The DDCS mainly provides SCADA and FDIR function, and has geographic map data processing capabilities, and provides complete operation screens and dispatching information for dispatchers. During an event, it can assist dispatchers to quickly resume power recovery in the upstream and downstream healthy sections. The expansion capacity provided by the system can be included in the automation range of feeders and substations in the entire area. Various types of normally open or normally closed-loop substation information terminal equipment (FRTU) and feeder information terminal equipment (FTU) installed on the site to collect data from the field. Functions of the DDCS are listed below:
(1) SCADA Function
- Monitor and control of automated switches, and devices within substation
- Map type display for electrical network topology
- SCADA provides GIS display for operation
(2) Device Location Function
- Easily navigate to required display from alarm event list, equipment tag, road name, landmark, etc.
(3) Feeder Schematic Display (SLD)
- Feeder schematic display based on electrical network topology
- Circuit Breaker status on feeder schematic display based on electrical network topology
- Circuit Breaker operation display with integrated information
(4) FDIR Function
- Automatic/manual fault location detection, isolation, upstream restoration and provide resupply switching procedures
- FDIR function can be inhibited for whole system / per substation / per feeder based on:
*Natural disaster: Inhibit FDIR for whole system
*Substation/Main TR maintenance: Inhibit FDIR for feeders under maintenance
*Faulty handling: Inhibit FDIR for faulty feeder or tag FCB to prevent close
- Simulation for fault restoration solutions
*Simulate BUS fault (Main TR fault) and calculate restoration solution
- FDCS FDIR calculation based on open loop design
*FDIR is inhibited for closed loop system
*Plan to include fault current direction determination to enhance FDIR function
(5) Database incremental update and information exchange
- Software will check the updates in OMS and export into supported format to import into FDCS database.

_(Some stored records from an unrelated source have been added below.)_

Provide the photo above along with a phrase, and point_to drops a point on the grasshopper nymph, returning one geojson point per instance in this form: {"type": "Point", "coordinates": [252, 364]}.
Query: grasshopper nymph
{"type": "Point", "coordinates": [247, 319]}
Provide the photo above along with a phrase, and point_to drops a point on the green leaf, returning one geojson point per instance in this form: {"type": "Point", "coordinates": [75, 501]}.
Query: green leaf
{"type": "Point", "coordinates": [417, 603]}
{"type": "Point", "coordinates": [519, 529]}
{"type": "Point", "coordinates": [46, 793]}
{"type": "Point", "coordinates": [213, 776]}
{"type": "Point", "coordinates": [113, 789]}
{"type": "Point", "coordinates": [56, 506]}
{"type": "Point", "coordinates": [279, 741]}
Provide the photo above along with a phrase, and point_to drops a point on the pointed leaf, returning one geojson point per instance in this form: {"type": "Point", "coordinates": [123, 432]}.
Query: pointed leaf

- Circuit breaker status in FDCS can feedback to OMS system.
(6) Various Communication Protocols Support
- ICCP communication (between DDCS and FDCS)
- FTP (OMS/DMMS and FDCS file exchange)
- NTP (Time Synchronization)
- DNP3(i) (Communication with downstream devices)
- TCP/IP (10/100/1000Mbps) and UDP (Communication with devices)
(7) Software Version Control
Tangible Achievements of Feeder Automation and Automatic Switching
According to the targets set by the Energy Bureau, TPC should complete an average of 400 automated switches for monitoring each year from 2012 to 2030. The cumulative number of automated feeders has reached 7,590 by 2019, and the penetration rate accounts for 75.22%, the number of feeder automatic line switches that have been included in the monitoring is 25,020, accounting for 46.58% of the feeder trunk switches (four underground trunk switches and overhead high-voltage load on-off switches).
The establishment of automatic switches for real-time status monitoring, remote power measurement, and remote operation can reduce manual field operations, speed up the time of resumption of electricity, reduce operating costs and improve worker safety. According to statistics, from 2007 to 2018, the number of switching operations due to power failures increased from 230 to 6,585, and the number of work maintenance operations increased from 6,493 to 54,915. In the past years, the average power outage of total users has been reduced. From 2007 to 2018, the distribution rate of automatic feeders increased from 25.52% to 73.56%. Reduced power outages per user in high-efficiency areas increased from an average of 2.67 minutes to 9.02 minutes. With automated switching, operators can immediately understand the situation and dispatch distribution feeders, quickly isolate points of failure, reduce the scope of power outages, and significantly reduce the time it takes for personnel to go to the site for repair and restore power.